Добрые у меня подруги, ничего не скажешь. Только как быть и что делать? Я должна стать красивой. И к завтрашнему дню я обязана научиться ходить на шпильках.
– Настя, а как ты ходишь на каблуках? – вымученно выдала я.
– Птичечка, тут самое главное – удобная колодка и комфортная высота. Потом можешь поднимать ее. Я вот так привыкла к каблукам, что даже дома бегаю в тапочках на танкетке.
– Ыыыы, – простонала я. – Мне нужны другие сапоги. Эти жмут.
– Вот поэтому ты и ходить не можешь, – авторитетно заявила Настасья.
– Так вы идете в «Слона» или нет? – топнула ногой Варя.
Я закачала головой.
– А мы с радостью, да, Жень, – подхватила Настя Точку под ручку. Женька состроила недовольную мину, но отказываться не стала.
– Пошла я, – махнула я подругам.
– Ты аккуратнее. А то хорошо, если только ногу сломаешь, – порадовала меня Варя.
– Да-да, – поддакнула Настька. – На каблуках можно и голову разбить при падении…
– Ой, молчите все. Мне и так уже плохо, – торопливо засеменила я прочь.
Мучительно хотелось расстегнуть сапоги и пойти домой босиком. Плевать, что грязь, лужи, лед и реагенты, плевать, что промокну, плевать, что замерзну, главное, что больше не будет так больно.

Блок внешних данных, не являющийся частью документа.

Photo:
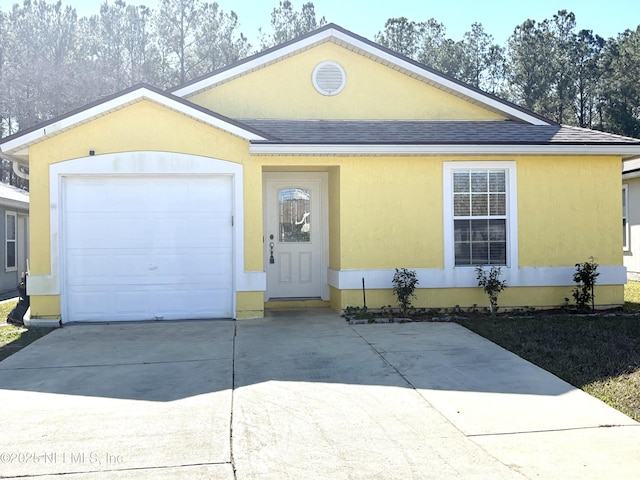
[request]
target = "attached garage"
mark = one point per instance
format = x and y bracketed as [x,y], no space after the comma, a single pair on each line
[146,247]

Дома я обследовала площадь повреждения. Из-за слишком узкого голенища ноги немного отекли. Хуже было со ступнями – в районе больших пальцев образовались плотные мозоли, и ходить было больно даже по полу босиком. Я дохромала до ванной и залегла в горячую воду в надежде, что кожа распарится и натоптыши пройдут сами собой. Как бы не так! Легче не стало. У мамы никакой косметики для ног не нашлось. Не помогло и лежание на кровати с задранными вверх конечностями. Мне реально было больно ходить. И как я такая хромая пойду завтра на свидание? Ох, еще же вечером гулять с собаками… Можно, я спрячусь за плинтусом?